Mostly, I'm interested in stories of others who've been in similar situations.
Also, your suggestion implies enlisting the help of a lawyer; if so, I'd
really rather have other options, since I don't have the... er, required
financial capacity to do that at the moment. (Plus, is it even worth it to
involve lawyers in something like this?)

------
helen842000
What contact has been made with the company?

Evidently they never expected for the use of your resume to come to light.

They obviously want to use it! Why not drop them a mail and say you've seen
that they're using it. Advise them of their 'choices', if they want to
continue using it they need to add a disclaimer to confirm they have not hired
you, also include details of your (very large) fee for continued use.

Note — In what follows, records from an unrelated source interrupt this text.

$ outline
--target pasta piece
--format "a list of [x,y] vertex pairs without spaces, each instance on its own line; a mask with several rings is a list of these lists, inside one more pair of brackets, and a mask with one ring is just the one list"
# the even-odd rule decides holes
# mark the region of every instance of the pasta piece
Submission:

Alternatively they can remove it and just pay a reduced fee for the time they
have used it so far. After all, they have no affiliation with you - they are
just using it as 'artwork' for which you should be paid.

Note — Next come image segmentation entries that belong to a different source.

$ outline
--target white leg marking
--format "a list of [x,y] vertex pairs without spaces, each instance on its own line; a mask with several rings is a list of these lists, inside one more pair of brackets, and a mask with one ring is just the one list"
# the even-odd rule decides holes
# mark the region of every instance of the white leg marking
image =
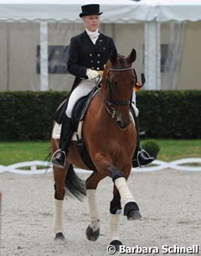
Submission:
[[115,180],[115,185],[120,192],[121,201],[123,206],[126,206],[126,204],[129,201],[135,201],[133,196],[131,195],[127,186],[127,183],[125,178],[121,177],[116,179]]
[[62,218],[63,203],[64,200],[54,199],[54,231],[55,234],[64,232]]
[[109,237],[111,241],[119,240],[121,214],[110,214]]
[[100,212],[97,203],[95,190],[87,190],[86,196],[88,198],[89,208],[90,208],[90,227],[93,231],[95,231],[100,228]]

I'd make sure the first contact with them is civil. they'll probably be sneaky
& just take it down but you never know, taking the official route & spelling
it out for them might produce benefits!

If they don't comply, you can always take it further. You can even say you
approached them reasonably!

------
nsantos
For context, here's an earlier G+ post with a bit more background:
[https://plus.google.com/u/0/109068543568522312611/posts/VcrF...](https://plus.google.com/u/0/109068543568522312611/posts/VcrFGfx5gpi)

------
ghurlman
I learned to add a Creative Commons notation & URL to the full license to
every copy of my resume I've handed out for years now. It won't prevent
spammers, but it does give easy grounds to get stuff like this pulled down.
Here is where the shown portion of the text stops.